ХОТЬ ПОРУЧИК РЖЕВСКИЙ И НЕ ПРИЕХАЛ, НО…

Галина Маклакова

Не секрет, что мир переполнен всякого рода историями о чудесах, казусах и невероятных ситуациях, происходящих в канун больших праздников. Здесь и фольклорные видения, и религиозная мистика, и шекспировские страсти, и гоголевская чертовщина… Все рационально необъяснимое вдруг свивается в клубок и актуализируется в ирониях случаев и судеб. Не поэтому ли мы все с упоением воспринимаем рязановский фильм и просматриваем его каждую новогоднюю ночь, хотя и знаем чуть ли не наизусть? История, которую мне хочется рассказать, не исключение. Она могла произойти только в предпраздничную пору и только таким образом, как произошла.

Дело было давненько, в городе-герое Киеве, в восьмидесятых, в общежитии КИИГА (Киевского института инженеров гражданской авиации), ковавшего соответствующие кадры как для Страны Советов, так и для тех зарубежных регионов, которым страна считала своим долгом вовсю советовать. В истории задействованы Африка, в лице кенийского студента Барри Бена, Вьетнам, в лице группы северовьетнамских сердобольных студентов, Украина, в лице совсем не сердобольного шофера институтского рафика Саши, крепко пьющего киевского жителя и замдекана по работе с иностранцами.

На город надвигался Новый год. Деканаты по делам иностранных студентов были охвачены заботами по организации всевозможных торжеств, вечеров интернациональной дружбы, конкурсов талантов и всякого рода предпраздничной лихорадкой, целью которой было продемонстрировать студентам дружественных территорий оптимизм советского народа и преимущества советского Нового года в «одной, отдельно взятой, стране».
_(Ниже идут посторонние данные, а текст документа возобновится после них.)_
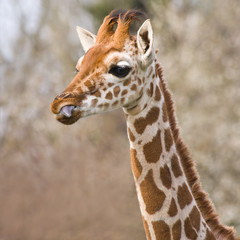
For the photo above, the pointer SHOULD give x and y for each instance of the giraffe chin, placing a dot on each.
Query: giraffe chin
(68, 120)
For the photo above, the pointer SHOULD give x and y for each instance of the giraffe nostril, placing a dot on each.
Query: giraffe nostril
(67, 110)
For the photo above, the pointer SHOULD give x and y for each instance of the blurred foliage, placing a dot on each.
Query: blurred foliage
(74, 182)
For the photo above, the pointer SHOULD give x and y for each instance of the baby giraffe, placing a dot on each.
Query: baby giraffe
(120, 70)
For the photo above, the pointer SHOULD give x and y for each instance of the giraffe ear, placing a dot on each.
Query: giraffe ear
(87, 39)
(145, 43)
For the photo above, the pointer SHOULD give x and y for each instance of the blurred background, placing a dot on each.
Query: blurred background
(74, 182)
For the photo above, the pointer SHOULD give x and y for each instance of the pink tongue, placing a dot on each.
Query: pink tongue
(67, 110)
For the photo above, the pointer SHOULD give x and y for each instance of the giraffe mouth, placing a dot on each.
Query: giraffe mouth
(68, 114)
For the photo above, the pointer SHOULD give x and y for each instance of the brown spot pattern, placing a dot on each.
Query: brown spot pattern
(175, 166)
(126, 82)
(94, 102)
(157, 94)
(150, 90)
(146, 229)
(165, 176)
(168, 139)
(136, 165)
(131, 136)
(97, 94)
(133, 87)
(115, 103)
(184, 196)
(172, 211)
(124, 92)
(165, 117)
(189, 231)
(116, 91)
(162, 230)
(209, 236)
(195, 218)
(141, 123)
(176, 230)
(109, 95)
(110, 84)
(152, 195)
(152, 150)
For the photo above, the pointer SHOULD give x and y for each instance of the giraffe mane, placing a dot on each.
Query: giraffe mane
(205, 205)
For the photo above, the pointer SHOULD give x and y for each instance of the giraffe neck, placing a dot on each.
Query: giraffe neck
(167, 202)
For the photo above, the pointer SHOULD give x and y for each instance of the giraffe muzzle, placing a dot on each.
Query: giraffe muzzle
(67, 110)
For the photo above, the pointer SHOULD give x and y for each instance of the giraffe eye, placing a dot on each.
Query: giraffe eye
(119, 71)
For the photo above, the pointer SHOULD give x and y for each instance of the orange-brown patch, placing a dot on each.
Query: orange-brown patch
(165, 116)
(106, 105)
(150, 72)
(157, 94)
(209, 235)
(126, 82)
(116, 91)
(152, 195)
(124, 92)
(165, 176)
(195, 218)
(189, 231)
(176, 230)
(184, 196)
(141, 123)
(110, 84)
(109, 95)
(168, 139)
(136, 165)
(115, 103)
(150, 90)
(139, 81)
(152, 150)
(172, 211)
(175, 166)
(162, 230)
(131, 136)
(97, 93)
(146, 229)
(134, 87)
(94, 102)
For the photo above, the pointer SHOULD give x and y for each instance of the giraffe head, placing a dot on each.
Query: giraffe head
(112, 72)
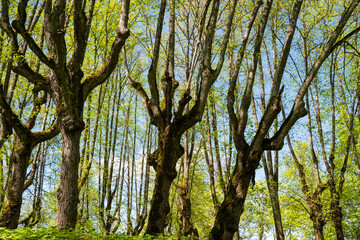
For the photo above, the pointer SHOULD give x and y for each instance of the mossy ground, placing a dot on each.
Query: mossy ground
(53, 234)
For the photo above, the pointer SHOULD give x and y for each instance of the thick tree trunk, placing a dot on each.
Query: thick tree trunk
(67, 193)
(336, 217)
(11, 211)
(228, 216)
(164, 160)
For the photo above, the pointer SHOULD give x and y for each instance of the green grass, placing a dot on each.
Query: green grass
(52, 233)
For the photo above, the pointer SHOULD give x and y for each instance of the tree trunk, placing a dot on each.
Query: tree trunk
(336, 216)
(164, 161)
(228, 217)
(67, 193)
(186, 226)
(11, 211)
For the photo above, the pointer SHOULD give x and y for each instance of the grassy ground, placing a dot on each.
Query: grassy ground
(53, 234)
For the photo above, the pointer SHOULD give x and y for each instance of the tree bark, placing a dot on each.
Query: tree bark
(228, 217)
(11, 211)
(164, 160)
(68, 192)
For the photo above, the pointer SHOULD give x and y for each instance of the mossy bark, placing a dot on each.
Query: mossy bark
(10, 212)
(168, 152)
(68, 192)
(228, 217)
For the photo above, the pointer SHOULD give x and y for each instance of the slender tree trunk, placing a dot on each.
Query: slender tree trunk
(186, 226)
(336, 216)
(11, 211)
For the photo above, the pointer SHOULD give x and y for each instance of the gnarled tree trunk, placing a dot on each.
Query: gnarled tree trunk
(11, 211)
(164, 160)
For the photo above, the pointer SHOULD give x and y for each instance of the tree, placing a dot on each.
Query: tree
(171, 126)
(64, 78)
(249, 155)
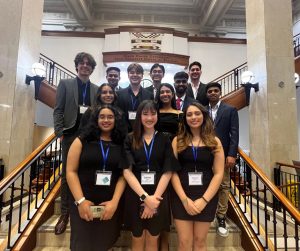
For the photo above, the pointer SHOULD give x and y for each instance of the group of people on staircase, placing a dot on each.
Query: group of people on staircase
(139, 158)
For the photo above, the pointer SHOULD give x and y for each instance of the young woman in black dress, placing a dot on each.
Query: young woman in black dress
(194, 199)
(94, 176)
(151, 162)
(168, 116)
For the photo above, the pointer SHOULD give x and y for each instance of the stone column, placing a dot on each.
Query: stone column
(20, 26)
(273, 111)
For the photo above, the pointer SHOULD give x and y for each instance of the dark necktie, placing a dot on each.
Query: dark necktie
(178, 103)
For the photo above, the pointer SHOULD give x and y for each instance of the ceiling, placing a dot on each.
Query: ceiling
(218, 18)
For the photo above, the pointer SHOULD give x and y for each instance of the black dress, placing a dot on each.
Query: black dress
(204, 164)
(168, 123)
(162, 160)
(96, 234)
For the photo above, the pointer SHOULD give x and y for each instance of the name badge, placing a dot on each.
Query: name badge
(131, 115)
(97, 211)
(195, 178)
(103, 178)
(82, 109)
(148, 178)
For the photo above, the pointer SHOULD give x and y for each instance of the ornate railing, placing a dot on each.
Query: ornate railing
(231, 81)
(54, 71)
(259, 200)
(26, 188)
(287, 179)
(297, 45)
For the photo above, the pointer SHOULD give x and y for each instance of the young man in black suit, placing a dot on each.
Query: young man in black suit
(180, 84)
(196, 89)
(157, 72)
(226, 123)
(73, 97)
(130, 97)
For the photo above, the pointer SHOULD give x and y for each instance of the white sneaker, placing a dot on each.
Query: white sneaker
(222, 230)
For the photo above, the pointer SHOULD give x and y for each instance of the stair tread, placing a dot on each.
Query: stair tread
(49, 226)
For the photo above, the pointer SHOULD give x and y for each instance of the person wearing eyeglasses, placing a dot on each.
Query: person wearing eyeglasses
(196, 89)
(181, 84)
(157, 72)
(113, 77)
(226, 125)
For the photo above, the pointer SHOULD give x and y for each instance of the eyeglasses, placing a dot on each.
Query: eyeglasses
(213, 91)
(108, 117)
(178, 81)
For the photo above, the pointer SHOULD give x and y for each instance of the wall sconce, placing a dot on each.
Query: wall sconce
(247, 77)
(38, 71)
(297, 80)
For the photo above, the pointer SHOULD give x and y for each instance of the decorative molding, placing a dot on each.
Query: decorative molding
(73, 34)
(149, 57)
(217, 40)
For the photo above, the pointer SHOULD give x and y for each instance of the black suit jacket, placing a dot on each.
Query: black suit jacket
(201, 94)
(227, 128)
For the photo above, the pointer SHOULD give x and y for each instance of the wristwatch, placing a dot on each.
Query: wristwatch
(78, 202)
(143, 197)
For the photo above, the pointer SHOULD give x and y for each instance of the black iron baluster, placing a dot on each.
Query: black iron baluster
(10, 214)
(21, 202)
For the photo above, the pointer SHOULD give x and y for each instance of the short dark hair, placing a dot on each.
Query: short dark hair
(79, 58)
(157, 97)
(213, 84)
(135, 66)
(112, 68)
(158, 65)
(195, 63)
(99, 91)
(181, 74)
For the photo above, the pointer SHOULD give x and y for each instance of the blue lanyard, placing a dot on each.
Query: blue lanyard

Каждое иностранное землячество имело свою специфику задействования в нашей бывшей жизни, в ее праздниках и буднях. Деканов по иностранцам не волновало, как развлечь кубинцев: они сами развлекут кого угодно, и себя, и девчонок, и дам бальзаковского возраста. Не представляло труда веселить африканцев: они скупали шампанское, кадрили «бэлых дэвушек» и буйно радовались ранее не виданному снегу. Афганцы упивались чаями, объедались пловом и шехерезадствовали перед своими украинскими любовницами о роскоши жизни на мусульманском востоке.

С вьетнамцами все было сложнее. Они вживались в русский язык, в общежитейский быт, в жизнь в достаточно холодной Украине значительно медленнее, чем все остальные студенты-иностранцы (речь идет о студентах подфака сентябрьско-октябрьского заезда, проживших в Киеве к тому времени около двух-трех месяцев). Разумеется, играли свою роль и особенности национального характера, где всегда педалировались скромность, сдержанность в выражении эмоций, тихая речь и общее спокойствие облика. Не представлялось им возможным просто так, беззастенчиво, пристать на улице к смазливой украиночке, зазвать ее в «обсцезитие» (кто работал в СССР с вьетнамцами, знает, как они заменяют Ж, Ч, Ш, Щ на З, Ц, С в своей русской речи на начальном этапе), напоить, накормить … Да и одежка (а по одежке ой как встречали!) заставляла желать лучшего. Спасали разве что гонконговские джинсята, одни на все землячество, и шелковые рубашечки, достаточно элегантные для Киева той поры.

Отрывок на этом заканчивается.